MacOS Keychain Theft Issue Shows You Can’t Just Trust Apple to Keep You Secure

Apple just released macOS High Sierra (10.13), but even the newest version of its operating system is not free of security flaws. A security researcher posted a video showing that malicious applications running on the new OS can silently steal usernames and passwords stored in users' keychains.

Apple intentionally engineered the keychain—a secure container where users and applications can store credentials, secure notes, encryption keys, Wi-Fi passwords and other sensitive information—to require user confirmation before applications can access it. Even when such approval is given, applications can only access information that they previously placed in the keychain themselves.

Here's an older video from antivirus firm Malwarebytes showing how an adware application for OS X was trying to bypass this keychain confirmation prompt by automatically emulating a mouse click on the OK button:

The new issue affecting High Sierra—but also older macOS versions—was found by Patrick Wardle, a former NSA hacker who's now the director of research at penetration testing firm Synack. The attack technique he found allows a malicious application to extract all passwords from a macOS keychain silently in the background, without any user interaction. The application doesn't need to gain any special privileges like root either.

Wardle reported this issue to Apple earlier this month, but said it was probably too late for a fix to be integrated into the final version of the OS, which released on Monday.

Wardle tested his exploit on the GM (Gold Master) candidate for High Sierra, a version that was made available for developers and testers earlier this month. However, he has since confirmed that the exploit also works on the final High Sierra build released to all users yesterday.

The researcher published a video showing how an unsigned application was extracting the keychain data, but the exploit works with signed applications too.

"Unfortunately most macOS malware these days is signed anyway in order to bypass Gatekeeper," Wardle told me.

Apple requires all developers who want to publish an application on the Mac App Store to digitally sign it with a Developer ID, a certificate that's obtained through Apple's developer program. Furthermore, by default, Gatekeeper only allows users to install apps from the App Store and from "identified developers."

To bypass this restriction, over the past few years malware developers have started signing their malicious apps with stolen Apple Developer ID certificates or with certificates they obtained themselves through the developer program. There have even been cases of potentially unwanted applications being found in the App Store, where supposedly they undergo reviews by Apple.

For practical reasons, though, many users do override Gatekeeper and install unsigned applications because there are many legitimate and useful apps that are not signed. This is especially true for apps that perform security-related functions and which wouldn't be allowed in the the App Store.

Wardle is the creator of several free security tools for macOS and even though his applications are signed with a valid Developer ID, they're not in the App Store because Apple's rules for admission are too restrictive.

There have also been cases where attackers compromised the download servers for legitimate applications and replaced their installers with maliciously modified ones. Such attacks affected the popular Transmission BitTorrent client for macOS on two occasions and a video converter app called HandBrake.

This all shows that infecting Macs with malware is not as hard as many users believe and can be done in a variety of ways.

"The main prerequisite for this attack and many other attacks is for malicious code to get on the box," Wardle told me. "My point of view is that once such code has gotten on your box it's pretty much game over. Many of the security mitigations that Apple implements are not that difficult to bypass."

Wardle didn't release any working exploit code or other details that would allow others to exploit the vulnerability. He just published the proof-of-concept video in order to raise awareness.

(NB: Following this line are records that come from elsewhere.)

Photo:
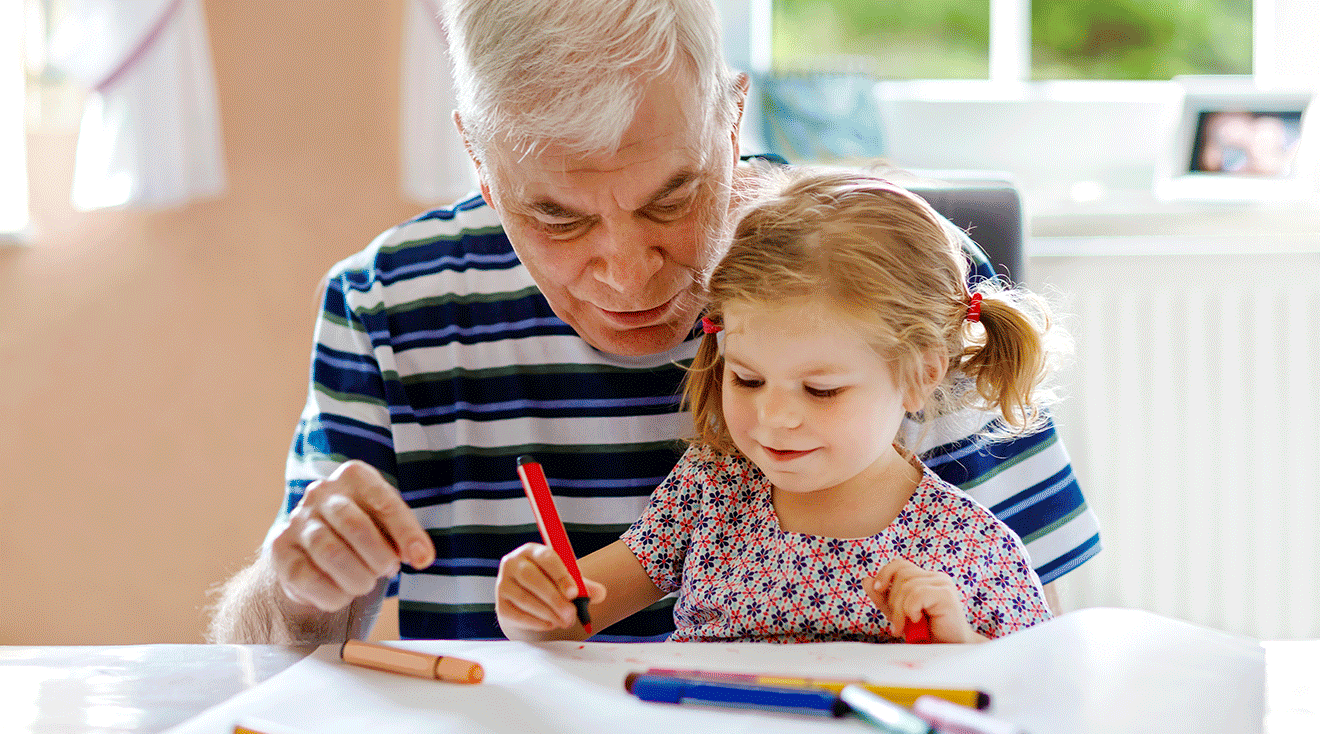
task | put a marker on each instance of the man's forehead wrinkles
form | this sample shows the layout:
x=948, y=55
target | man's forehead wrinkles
x=548, y=205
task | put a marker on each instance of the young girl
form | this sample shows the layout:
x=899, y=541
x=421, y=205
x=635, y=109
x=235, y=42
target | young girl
x=797, y=514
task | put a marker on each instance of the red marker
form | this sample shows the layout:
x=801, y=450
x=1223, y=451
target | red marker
x=552, y=530
x=919, y=631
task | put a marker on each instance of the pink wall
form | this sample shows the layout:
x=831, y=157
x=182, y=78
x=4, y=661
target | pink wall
x=152, y=365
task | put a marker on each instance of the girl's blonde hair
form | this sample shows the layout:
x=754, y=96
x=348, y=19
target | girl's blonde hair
x=883, y=258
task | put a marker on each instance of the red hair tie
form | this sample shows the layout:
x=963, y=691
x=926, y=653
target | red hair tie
x=974, y=309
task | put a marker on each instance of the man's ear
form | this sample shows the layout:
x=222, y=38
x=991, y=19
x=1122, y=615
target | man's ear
x=477, y=163
x=743, y=86
x=931, y=372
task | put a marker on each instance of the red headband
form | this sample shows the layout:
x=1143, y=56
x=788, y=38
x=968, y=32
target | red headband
x=974, y=308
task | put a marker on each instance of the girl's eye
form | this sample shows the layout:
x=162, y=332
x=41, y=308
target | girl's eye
x=741, y=382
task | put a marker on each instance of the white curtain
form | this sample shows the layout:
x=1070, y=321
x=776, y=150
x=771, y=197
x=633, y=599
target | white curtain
x=13, y=168
x=436, y=168
x=151, y=130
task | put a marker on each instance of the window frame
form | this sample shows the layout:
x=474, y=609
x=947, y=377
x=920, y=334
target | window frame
x=1010, y=54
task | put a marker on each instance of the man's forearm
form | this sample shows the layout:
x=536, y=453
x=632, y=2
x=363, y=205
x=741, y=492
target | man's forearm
x=252, y=610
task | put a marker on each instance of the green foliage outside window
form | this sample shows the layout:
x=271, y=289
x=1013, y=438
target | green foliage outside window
x=1069, y=38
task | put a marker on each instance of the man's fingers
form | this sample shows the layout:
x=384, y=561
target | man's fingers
x=361, y=533
x=335, y=559
x=302, y=582
x=383, y=504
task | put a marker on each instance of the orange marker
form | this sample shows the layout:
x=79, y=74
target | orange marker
x=411, y=662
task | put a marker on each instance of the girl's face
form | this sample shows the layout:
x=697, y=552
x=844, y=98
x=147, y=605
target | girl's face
x=805, y=398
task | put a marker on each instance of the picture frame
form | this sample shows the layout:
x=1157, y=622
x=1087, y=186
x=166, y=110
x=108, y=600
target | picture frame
x=1236, y=141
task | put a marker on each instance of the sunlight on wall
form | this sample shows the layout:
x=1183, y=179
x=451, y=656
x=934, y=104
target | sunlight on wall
x=13, y=168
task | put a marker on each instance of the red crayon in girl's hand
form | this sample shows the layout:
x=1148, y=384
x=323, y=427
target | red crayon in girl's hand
x=918, y=631
x=552, y=530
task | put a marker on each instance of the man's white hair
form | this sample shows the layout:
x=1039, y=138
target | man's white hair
x=570, y=73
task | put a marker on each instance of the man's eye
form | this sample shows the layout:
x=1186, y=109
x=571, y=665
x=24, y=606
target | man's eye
x=665, y=211
x=560, y=227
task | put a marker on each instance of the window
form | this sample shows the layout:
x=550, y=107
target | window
x=13, y=168
x=1014, y=40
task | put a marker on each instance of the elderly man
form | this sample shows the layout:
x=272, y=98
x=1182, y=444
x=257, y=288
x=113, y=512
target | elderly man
x=549, y=316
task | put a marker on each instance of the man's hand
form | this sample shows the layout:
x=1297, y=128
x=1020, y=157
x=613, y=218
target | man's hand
x=346, y=533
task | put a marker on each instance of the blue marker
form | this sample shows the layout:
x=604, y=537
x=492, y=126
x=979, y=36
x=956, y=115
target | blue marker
x=734, y=695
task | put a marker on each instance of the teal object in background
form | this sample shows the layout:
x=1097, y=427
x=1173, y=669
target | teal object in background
x=821, y=116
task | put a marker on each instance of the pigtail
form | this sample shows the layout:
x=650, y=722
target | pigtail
x=1009, y=359
x=701, y=394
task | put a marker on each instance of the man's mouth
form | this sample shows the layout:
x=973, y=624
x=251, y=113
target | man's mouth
x=646, y=317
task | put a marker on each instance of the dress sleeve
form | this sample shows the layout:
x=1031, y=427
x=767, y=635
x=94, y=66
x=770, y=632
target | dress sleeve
x=660, y=539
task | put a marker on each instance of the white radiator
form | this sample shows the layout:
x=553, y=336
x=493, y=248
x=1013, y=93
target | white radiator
x=1193, y=423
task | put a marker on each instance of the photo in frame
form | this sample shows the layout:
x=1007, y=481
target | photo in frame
x=1236, y=141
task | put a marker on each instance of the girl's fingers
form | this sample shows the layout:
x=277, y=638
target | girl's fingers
x=533, y=580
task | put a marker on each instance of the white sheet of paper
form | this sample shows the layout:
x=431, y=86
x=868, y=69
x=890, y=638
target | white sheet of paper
x=1101, y=671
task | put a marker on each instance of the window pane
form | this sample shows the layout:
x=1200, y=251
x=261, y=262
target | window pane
x=1139, y=38
x=895, y=38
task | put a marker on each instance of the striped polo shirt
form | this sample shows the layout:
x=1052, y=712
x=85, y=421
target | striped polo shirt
x=438, y=362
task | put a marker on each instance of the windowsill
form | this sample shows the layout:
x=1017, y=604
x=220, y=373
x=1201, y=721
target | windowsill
x=15, y=239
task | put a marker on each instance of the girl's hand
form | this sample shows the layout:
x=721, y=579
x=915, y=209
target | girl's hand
x=904, y=590
x=533, y=594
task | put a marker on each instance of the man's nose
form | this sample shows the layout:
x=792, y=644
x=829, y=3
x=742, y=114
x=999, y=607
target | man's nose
x=776, y=408
x=627, y=256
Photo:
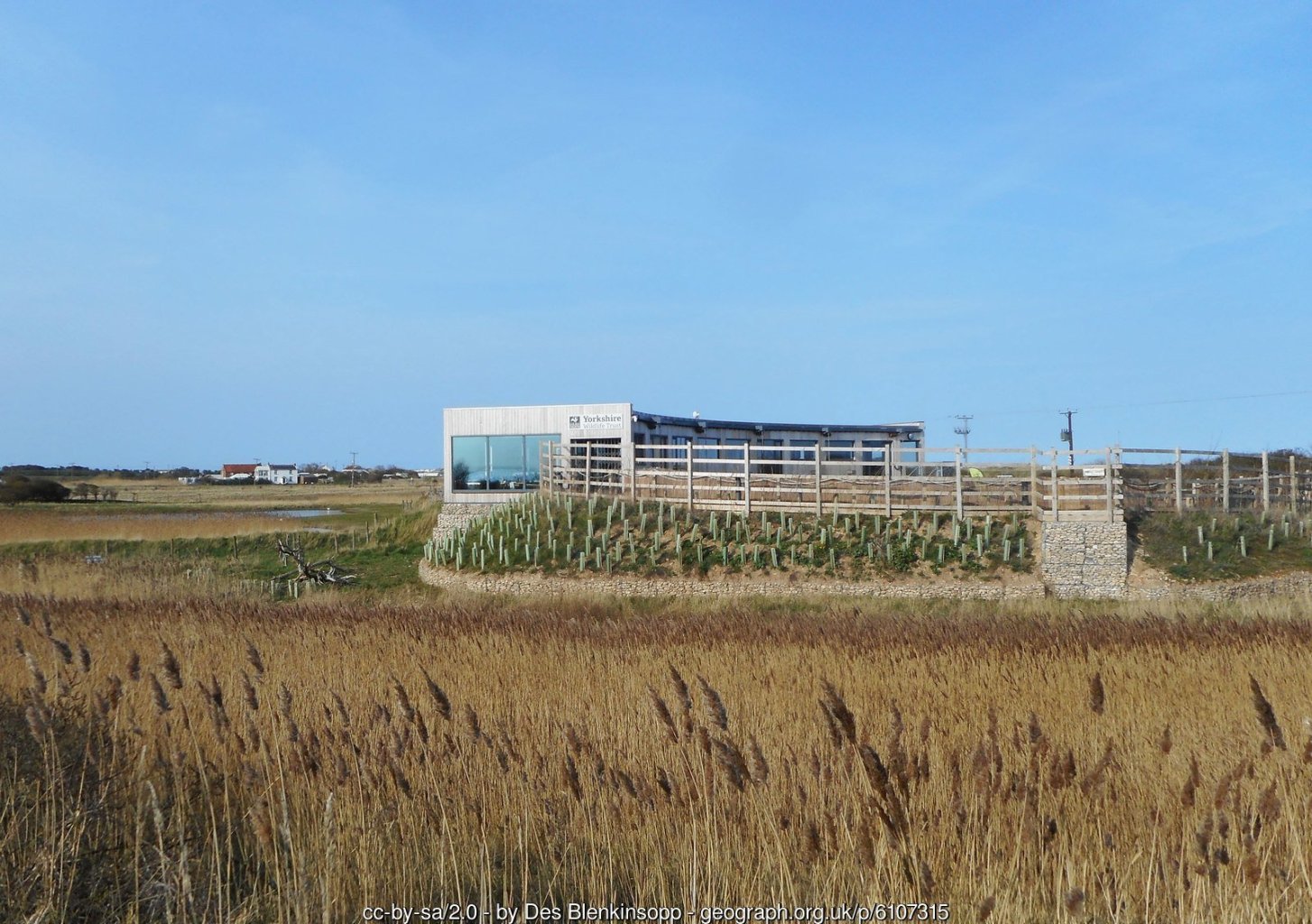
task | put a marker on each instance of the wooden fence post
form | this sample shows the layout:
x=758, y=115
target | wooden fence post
x=747, y=479
x=1057, y=500
x=587, y=470
x=1266, y=482
x=1035, y=505
x=961, y=500
x=1112, y=491
x=1294, y=485
x=819, y=495
x=688, y=452
x=1179, y=485
x=889, y=484
x=1225, y=481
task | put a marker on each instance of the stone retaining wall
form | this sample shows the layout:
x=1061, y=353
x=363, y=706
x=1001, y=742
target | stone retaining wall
x=457, y=516
x=1086, y=559
x=1285, y=586
x=633, y=586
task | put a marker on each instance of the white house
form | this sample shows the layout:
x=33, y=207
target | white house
x=276, y=474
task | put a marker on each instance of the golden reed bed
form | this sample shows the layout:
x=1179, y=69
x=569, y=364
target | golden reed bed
x=234, y=760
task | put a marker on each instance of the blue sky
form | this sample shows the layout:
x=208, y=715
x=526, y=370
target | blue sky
x=291, y=231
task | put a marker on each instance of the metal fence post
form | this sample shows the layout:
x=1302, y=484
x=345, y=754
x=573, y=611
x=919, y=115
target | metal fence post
x=1225, y=481
x=1179, y=485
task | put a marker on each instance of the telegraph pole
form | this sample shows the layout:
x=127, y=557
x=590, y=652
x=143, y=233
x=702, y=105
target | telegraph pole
x=965, y=432
x=1068, y=433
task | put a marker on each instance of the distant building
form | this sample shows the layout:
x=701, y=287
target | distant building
x=276, y=474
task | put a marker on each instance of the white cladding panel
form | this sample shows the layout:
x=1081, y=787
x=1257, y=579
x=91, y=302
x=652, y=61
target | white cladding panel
x=572, y=421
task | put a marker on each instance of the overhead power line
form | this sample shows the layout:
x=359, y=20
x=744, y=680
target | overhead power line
x=1156, y=403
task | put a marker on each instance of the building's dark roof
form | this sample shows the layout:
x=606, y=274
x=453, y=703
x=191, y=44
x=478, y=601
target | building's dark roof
x=694, y=423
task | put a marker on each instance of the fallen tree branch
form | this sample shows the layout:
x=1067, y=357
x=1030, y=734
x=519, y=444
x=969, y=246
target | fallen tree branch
x=312, y=572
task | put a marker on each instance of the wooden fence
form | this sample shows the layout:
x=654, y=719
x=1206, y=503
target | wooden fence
x=1063, y=485
x=1058, y=484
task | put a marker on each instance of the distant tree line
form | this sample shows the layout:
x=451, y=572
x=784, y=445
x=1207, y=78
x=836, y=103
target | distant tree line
x=23, y=490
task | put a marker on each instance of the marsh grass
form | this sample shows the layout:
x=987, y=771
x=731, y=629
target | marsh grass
x=236, y=760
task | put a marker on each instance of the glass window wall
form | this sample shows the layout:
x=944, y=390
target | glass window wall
x=497, y=462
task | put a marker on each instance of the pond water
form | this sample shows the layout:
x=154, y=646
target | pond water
x=303, y=514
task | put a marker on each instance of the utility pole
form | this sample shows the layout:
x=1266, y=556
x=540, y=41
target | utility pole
x=965, y=432
x=1068, y=433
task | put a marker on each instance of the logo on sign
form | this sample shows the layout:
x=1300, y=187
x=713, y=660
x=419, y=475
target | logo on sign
x=596, y=421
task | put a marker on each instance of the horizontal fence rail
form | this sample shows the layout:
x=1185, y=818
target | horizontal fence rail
x=1098, y=485
x=1084, y=484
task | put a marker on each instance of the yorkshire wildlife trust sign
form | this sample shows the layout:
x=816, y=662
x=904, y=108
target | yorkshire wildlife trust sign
x=596, y=421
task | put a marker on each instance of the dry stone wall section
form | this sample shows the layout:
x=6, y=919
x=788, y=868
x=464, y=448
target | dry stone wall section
x=1086, y=559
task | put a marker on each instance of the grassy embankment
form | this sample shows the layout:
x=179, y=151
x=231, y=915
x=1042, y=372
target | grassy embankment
x=220, y=546
x=208, y=760
x=655, y=539
x=1211, y=546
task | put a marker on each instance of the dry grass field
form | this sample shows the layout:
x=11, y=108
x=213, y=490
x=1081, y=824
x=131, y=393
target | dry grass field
x=228, y=759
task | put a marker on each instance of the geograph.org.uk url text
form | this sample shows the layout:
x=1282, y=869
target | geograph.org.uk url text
x=577, y=911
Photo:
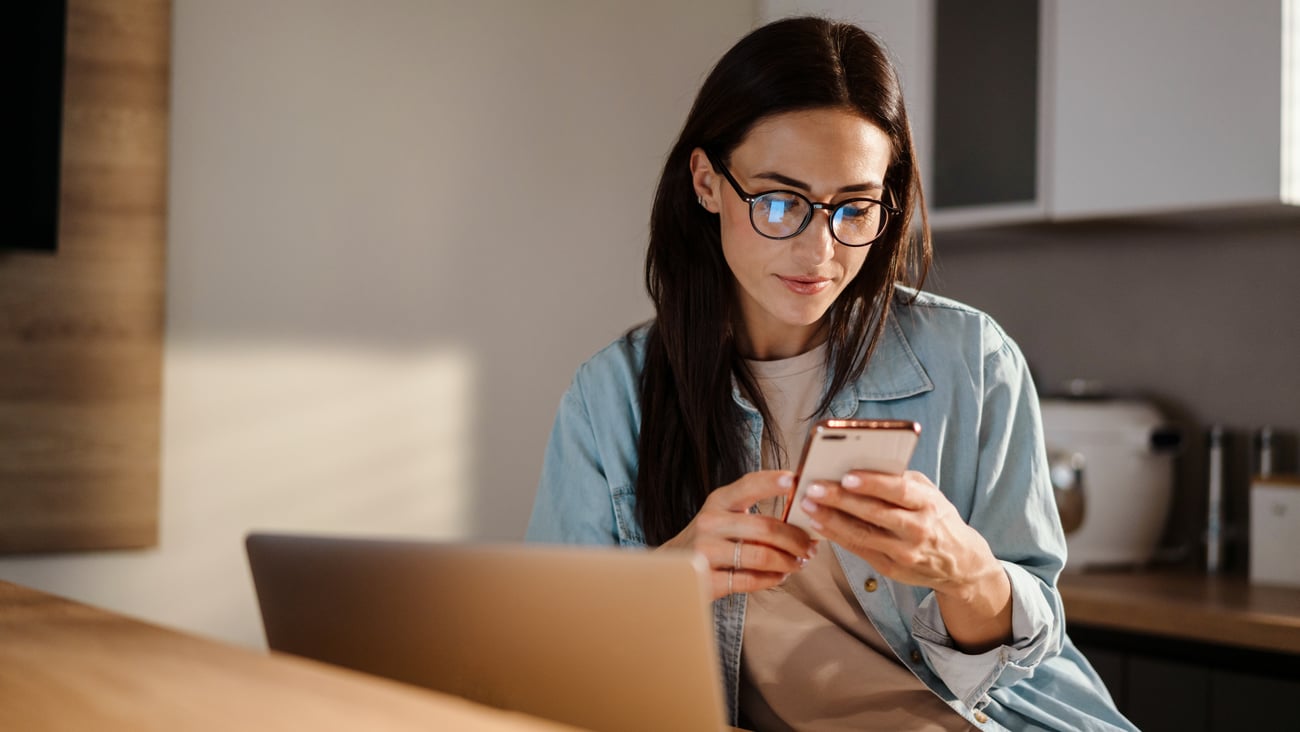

"I thought it is very important for Mac users to be aware of these risks," he said. "Apple spends a ton of money and time delivering a message to consumers that macOS is incredibly secure. In my personal opinion I don't think that's as honest as it could be, because every time I look at macOS the wrong way something breaks; something falls over."

Wardle thinks that while all operating systems have flaws, many Mac users tend to be overly confident because they believe in Apple's message and think their systems are immune to malware and will protect them.

Mac users should follow the same security best practices as everyone else: keep their software up to date and be careful of what they're downloading and installing, though that can be difficult when legitimate applications like Transmission and HandBrake get compromised, he said.

Another requirement for his attack to succeed is for the keychain to be unlocked, which is the default state of the keychain after the user logs on. Even in this state, applications still need user confirmation to access it so Wardle's attack violates the keychain's expected behavior.

Users can manually lock their keychains using the Keychain Access tool provided by macOS. They can also configure their keychains to become automatically locked if the system is left idle for a period of time. This can be configured by selecting the "login" keychain in the Keychain Access tool, then going to the Edit menu in the upper toolbar and selecting Change Settings for Keychain "login."

"In the Mac world, instances of malware are steadily increasing," antivirus vendor Malwarebytes said in a report released in July. "More new malware families have appeared so far this year than in any other previous year in all the history of Mac OS X, and the year's only half over."

Apple did not respond to a request for comment.